* Gold fell as much as 4 pct briefly to $1,088.05
* Platinum, palladium also recover after plunge to multi-year lows
* Huge trading volumes on Shanghai Gold Exchange (Recasts, adds Citi comment, updates prices and SGE volumes)
By Manolo Serapio Jr
MANILA, July 20 (Reuters) - Gold trimmed losses after falling as much as 4 percent to its lowest in more than five years on Monday as sellers in top consumer China sold off the metal in minutes, just as bullion’s safe-haven status takes a fresh knock from mounting expectations of a U.S. rate hike.

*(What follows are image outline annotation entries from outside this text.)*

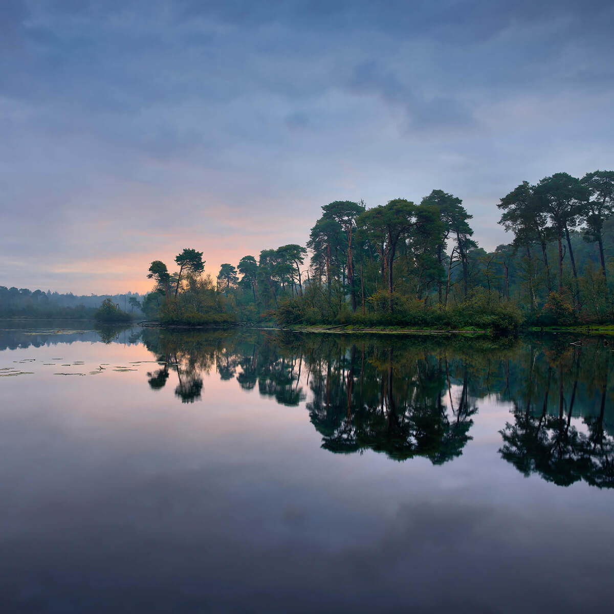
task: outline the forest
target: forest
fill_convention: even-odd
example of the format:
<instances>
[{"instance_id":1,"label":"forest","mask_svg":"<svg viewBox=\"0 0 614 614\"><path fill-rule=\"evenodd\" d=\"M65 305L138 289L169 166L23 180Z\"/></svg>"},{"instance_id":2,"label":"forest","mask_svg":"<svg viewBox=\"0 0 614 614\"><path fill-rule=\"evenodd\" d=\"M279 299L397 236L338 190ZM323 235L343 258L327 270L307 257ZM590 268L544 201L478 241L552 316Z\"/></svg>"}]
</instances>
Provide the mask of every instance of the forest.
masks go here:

Bullion fell to as low as $1,088.05 an ounce - its weakest since March 2010 - shortly after the Shanghai Gold Exchange opened trading, with volumes soaring to a record level.
“The market looks very technically weak and the biggest buyer of all, China, is now selling gold as opposed to buying it on price dips. That’s a recipe for weaker prices,” said Victor Thianpiriya, an analyst at ANZ Bank in Singapore.
More than 3 million lots were traded on a key contract on the Shanghai Gold Exchange, compared to less than 27,000 lots on Friday, Reuters data showed. Prior to Monday, the volume for July had averaged less than 30,000 lots.
Spot gold was down 1.5 percent at $1,116.43 an ounce by 0711 GMT, bouncing back above the $1,100 support level.
Thianpiriya said it appeared that sellers took advantage of the low liquidity environment, fueling the speculative selling. Japanese markets were shut for a public holiday.
China said on Friday its gold reserves were up 57 percent at 1,658 tonnes at the end of June from the last time it adjusted its reserve figures more than six years ago.
“This implies stockpiling of around 100 tonnes per year, which is dramatically lower than market expectations,” Citigroup analysts wrote.
Gold has breached key support levels since last week as the dollar gained after Federal Reserve Chair Janet Yellen told Congress that the Fed is on course to raise interest rates if the U.S. economy expands as expected.
There were stop-loss orders around the $1,131 an ounce level, said a Sydney-based trader, reflected in a spike in volumes on Comex futures.
“I just feel there’s a big push to get gold below $1,100 and then we bounced very quickly,” said a trader in Hong Kong.
Dragged down by gold’s tumble, platinum lost as much as 5 percent to $942.49 an ounce, its weakest since February 2009, before rebounding to trade at $974.24, down 1.8 percent.
Palladium dropped as much as 3.4 percent to its lowest since October 2012 at $593 before cutting losses to $606, down 1.3 percent.
Spot silver, the least hit among precious metals in Monday’s slide, was off 0.5 percent at $14.79 an ounce.